Both algorithms came highly recommended, what are the benefits and disadvantages of each and which is more commonly used in the literature for Natural Language Processing tasks?
Solution 1:
At the very basics of it, the major difference between the porter and lancaster stemming algorithms is that the lancaster stemmer is significantly more aggressive than the porter stemmer. The three major stemming algorithms in use today are Porter, Snowball(Porter2), and Lancaster (Paice-Husk), with the aggressiveness continuum basically following along those same lines. Porter is the least aggressive algorithm, with the specifics of each algorithm actually being fairly lengthy and technical. Here is a break down for you though:
Porter: Most commonly used stemmer without a doubt, also one of the most gentle stemmers. One of the few stemmers that actually has Java support which is a plus, though it is also the most computationally intensive of the algorithms(Granted not by a very significant margin). It is also the oldest stemming algorithm by a large margin.
Porter2: Nearly universally regarded as an improvement over porter, and for good reason. Porter himself in fact admits that it is better than his original algorithm. Slightly faster computation time than porter, with a fairly large community around it.
Lancaster: Very aggressive stemming algorithm, sometimes to a fault. With porter and snowball, the stemmed representations are usually fairly intuitive to a reader, not so with Lancaster, as many shorter words will become totally obfuscated. The fastest algorithm here, and will reduce your working set of words hugely, but if you want more distinction, not the tool you would want.
Honestly, I feel that Snowball is usually the way to go. There are certain circumstances in which Lancaster will hugely trim down your working set, which can be very useful, however the marginal speed increase over snowball in my opinion is not worth the lack of precision. Porter has the most implementations though and so is usually the default go-to algorithm, but if you can, use snowball.
Snowball - Additional info
Snowball is a small string processing language designed for creating stemming algorithms for use in Information Retrieval.

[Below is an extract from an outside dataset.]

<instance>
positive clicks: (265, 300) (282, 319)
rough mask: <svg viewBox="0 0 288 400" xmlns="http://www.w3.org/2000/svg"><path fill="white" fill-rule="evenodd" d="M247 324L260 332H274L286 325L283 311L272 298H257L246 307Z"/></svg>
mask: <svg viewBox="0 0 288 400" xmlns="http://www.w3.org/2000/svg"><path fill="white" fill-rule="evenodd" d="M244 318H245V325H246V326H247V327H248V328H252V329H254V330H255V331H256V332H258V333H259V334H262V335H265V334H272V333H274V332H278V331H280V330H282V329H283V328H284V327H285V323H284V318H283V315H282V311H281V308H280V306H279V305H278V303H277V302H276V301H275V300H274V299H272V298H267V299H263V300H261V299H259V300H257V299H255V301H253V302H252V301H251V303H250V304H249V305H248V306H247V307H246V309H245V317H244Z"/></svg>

The Snowball compiler translates a Snowball script into another language - currently ISO C, C#, Go, Java, Javascript, Object Pascal, Python and Rust are supported.
History of the name
Since it effectively provides a ‘suffix STRIPPER GRAMmar’, I had toyed with the idea of calling it ‘strippergram’, but good sense has prevailed, and so it is ‘Snowball’ named as a tribute to SNOBOL, the excellent string handling language of Messrs Farber, Griswold, Poage and Polonsky from the 1960s.
---Martin Porter
Stemmers implemented in the Snowball language are sometimes simply referred to as Snowball stemmers. For example, see the Natural Language Toolkit: nltk.stem.snowball.